(I would've used "'third sex' in the city" as a wittier title, but the gay lib books I pored over duing college say that the term is sexist -- men as the first sex, women second, LGBT third -- so... *shrugs* Of course, some would argue that "sissies" would be stereotyping homos as flamboyant nelly queens. So sue me. "Straight-acting in the city" doesn't have a nice ring to it anyway.)
As I told Jake, "ati-atihan festival itow." I was referring to the opening night of SATC last Wednesday, when throngs of ates -- literally and figuratively -- marched to the cinemas, only to be (slightly) disappointed by several cuts on scenes that matter most: sex and the character Dante (Gilles Marini; damn you, MTRCB). It's like Brokeback Mountain all over again. Or Puerto Galera during Holy Week. Or Mariah's Manila concert back in 2003. "Mamamatay ang buong sangkabadingan kung may nagbomba dun".

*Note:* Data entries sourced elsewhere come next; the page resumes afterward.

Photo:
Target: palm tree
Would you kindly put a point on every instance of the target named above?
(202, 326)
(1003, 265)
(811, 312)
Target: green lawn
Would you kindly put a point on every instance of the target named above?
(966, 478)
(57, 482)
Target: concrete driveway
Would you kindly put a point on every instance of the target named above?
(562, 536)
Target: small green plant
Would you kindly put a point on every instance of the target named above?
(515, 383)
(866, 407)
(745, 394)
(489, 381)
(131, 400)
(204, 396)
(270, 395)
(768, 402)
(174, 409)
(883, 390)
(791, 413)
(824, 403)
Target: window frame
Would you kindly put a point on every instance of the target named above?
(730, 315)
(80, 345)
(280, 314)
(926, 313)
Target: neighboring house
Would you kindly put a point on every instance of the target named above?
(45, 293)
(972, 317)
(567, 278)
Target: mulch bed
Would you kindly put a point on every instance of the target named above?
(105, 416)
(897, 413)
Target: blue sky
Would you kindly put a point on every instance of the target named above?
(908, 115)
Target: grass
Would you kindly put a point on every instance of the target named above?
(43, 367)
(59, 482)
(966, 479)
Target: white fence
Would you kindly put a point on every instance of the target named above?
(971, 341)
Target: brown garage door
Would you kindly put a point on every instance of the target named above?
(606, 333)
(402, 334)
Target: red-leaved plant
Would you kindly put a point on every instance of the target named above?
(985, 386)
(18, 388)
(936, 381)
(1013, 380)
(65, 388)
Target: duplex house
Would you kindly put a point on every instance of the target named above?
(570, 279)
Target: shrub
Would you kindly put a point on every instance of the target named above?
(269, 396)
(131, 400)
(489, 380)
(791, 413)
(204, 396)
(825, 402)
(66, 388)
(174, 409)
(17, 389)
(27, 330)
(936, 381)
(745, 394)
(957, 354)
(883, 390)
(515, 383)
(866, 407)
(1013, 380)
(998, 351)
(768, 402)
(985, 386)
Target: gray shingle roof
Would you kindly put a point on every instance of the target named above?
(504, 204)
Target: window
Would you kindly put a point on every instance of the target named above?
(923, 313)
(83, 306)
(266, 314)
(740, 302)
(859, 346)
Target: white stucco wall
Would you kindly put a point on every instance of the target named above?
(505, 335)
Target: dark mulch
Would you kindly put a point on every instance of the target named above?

The "festival" continued Friday, when my four-day sleep-a-thon was gladly interrupted by a night out with friends. One of whom brought along his hubby, the hubby's friend, and the hubby's friend's hubby. *rolls eyes* Rub it in the single people's faces why don't you? Hehe! Whatever... I'm just a wee bit Bitter Ocampo. ;) Because they all look nauseatingly cute together. And yes, very much in love. *sighs*
(Sidenote: for such an uber-gay place, there sure were a lot of butch people that night. Oh wait, that's because it's a perfect cruising spot.)
So, in Carrie Bradshaw tradition of asking annoyingly rhetorical questions, I can't help but wonder (again): in a city so flamboyant, why are those whose flames burn the brightest the ones out of place?